Local LLM inference means zero API costs for development and testing, full data privacy, and no vendor lock-in. Azure OpenAI support provides a cloud fallback for production deployments that need scale.
Embedded vector database for knowledge base indexing. Documents are chunked, embedded, and stored locally — retrieval is fast, deterministic, and doesn't require external services.
Full Docker Compose setup for one-command deployment. Frontend, backend, AI model, and vector store all containerised — consistent environments from development to production.
Developer, Admin, and User roles with granular permissions. Developers configure AI behaviour; Admins manage users and knowledge bases; Users interact with the assistant. Multi-tenant isolation ensures organisations never see each other's data.
Paste an email thread and DorrianAI automatically extracts the core question, identifies the sender's context, and strips formatting noise. It understands forwarded chains, reply patterns, and signature blocks.
When a query is ambiguous, the system asks targeted clarifying questions before generating a response. This reduces incorrect answers and trains technicians to gather the right information upfront.
Every response includes a confidence indicator (High / Medium / Low) based on the quality and relevance of retrieved sources. Low-confidence responses are flagged for human review, preventing hallucinations from reaching end users.
One click generates a professional draft email response based on the AI's answer. Technicians review, edit if needed, and send — cutting response times from minutes to seconds.
Logos, colours, fonts, tone of voice, system prompts — everything is configurable per tenant. Deploy for a law firm on Monday and a hospital on Tuesday, each with its own branded experience.
Configure temperature, retrieval thresholds, response length, personality, and domain-specific instructions per tenant. The AI adapts its communication style to match the organisation's voice.
These screenshots come from the live demo walkthrough and show the actual operational flow: login, chat, escalation, knowledge management, user controls, and white-label tenant configuration.





















Challenge: LLMs confidently generate plausible-sounding answers even when the knowledge base contains no relevant information.

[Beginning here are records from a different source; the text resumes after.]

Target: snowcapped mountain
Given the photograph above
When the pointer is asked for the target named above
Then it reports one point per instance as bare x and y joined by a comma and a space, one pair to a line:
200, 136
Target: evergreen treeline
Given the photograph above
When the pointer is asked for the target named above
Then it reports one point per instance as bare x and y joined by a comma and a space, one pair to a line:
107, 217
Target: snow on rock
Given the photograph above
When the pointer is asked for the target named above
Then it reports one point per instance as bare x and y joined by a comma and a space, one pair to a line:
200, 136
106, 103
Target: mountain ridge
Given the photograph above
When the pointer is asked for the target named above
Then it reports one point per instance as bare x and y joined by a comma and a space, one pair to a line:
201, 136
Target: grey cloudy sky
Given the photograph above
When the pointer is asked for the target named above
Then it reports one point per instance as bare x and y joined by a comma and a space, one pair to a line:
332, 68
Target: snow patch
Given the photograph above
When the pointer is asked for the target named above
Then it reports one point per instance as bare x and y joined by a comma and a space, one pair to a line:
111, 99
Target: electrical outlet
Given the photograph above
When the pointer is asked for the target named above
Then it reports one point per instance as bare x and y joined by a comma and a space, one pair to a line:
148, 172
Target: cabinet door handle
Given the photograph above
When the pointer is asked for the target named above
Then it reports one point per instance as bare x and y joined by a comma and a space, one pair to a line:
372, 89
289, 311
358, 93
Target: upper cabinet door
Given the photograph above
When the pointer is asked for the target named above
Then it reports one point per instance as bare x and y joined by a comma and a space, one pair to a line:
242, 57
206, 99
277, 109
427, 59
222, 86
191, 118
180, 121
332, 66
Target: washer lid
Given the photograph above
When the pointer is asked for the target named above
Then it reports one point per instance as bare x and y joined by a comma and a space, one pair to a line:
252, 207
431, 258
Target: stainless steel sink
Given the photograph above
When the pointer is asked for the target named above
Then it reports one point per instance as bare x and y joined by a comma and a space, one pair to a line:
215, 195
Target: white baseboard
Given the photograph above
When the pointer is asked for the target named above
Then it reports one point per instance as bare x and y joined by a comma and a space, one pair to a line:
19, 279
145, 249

In a helpdesk context, a hallucinated answer sent to a customer is worse than no answer at all.
Solution: Implemented a multi-layered approach: retrieval similarity thresholds reject low-quality matches before they reach the LLM; the system prompt explicitly instructs the model to say "I don't have enough information" rather than guessing; confidence scoring compares the response against source material; and the 3-tier workflow ensures a human always reviews before anything reaches a customer.
Challenge: Multiple organisations use the same platform, each with their own knowledge base, users, and AI configuration. Tenant A must never see Tenant B's data — even in error states, edge cases, or misconfigured queries.
Solution: Tenant isolation is enforced at every layer: API routes include tenant context from authentication tokens; database queries are scoped by tenant ID at the ORM level; vector store collections are namespaced per tenant; and file storage uses tenant-prefixed paths. No query path exists that doesn't include a tenant filter.
Challenge: Running AI locally via Ollama is cost-effective and private, but smaller local models produce lower-quality responses than cloud APIs. The system needed to work well with both, without requiring different UIs or workflows.
Solution: Abstracted the AI layer behind a unified interface — the same prompt engineering, retrieval pipeline, and post-processing works regardless of the underlying model. The system automatically adapts prompt length and complexity based on the model's context window. Organisations can start with local Ollama and upgrade to Azure OpenAI without changing anything else.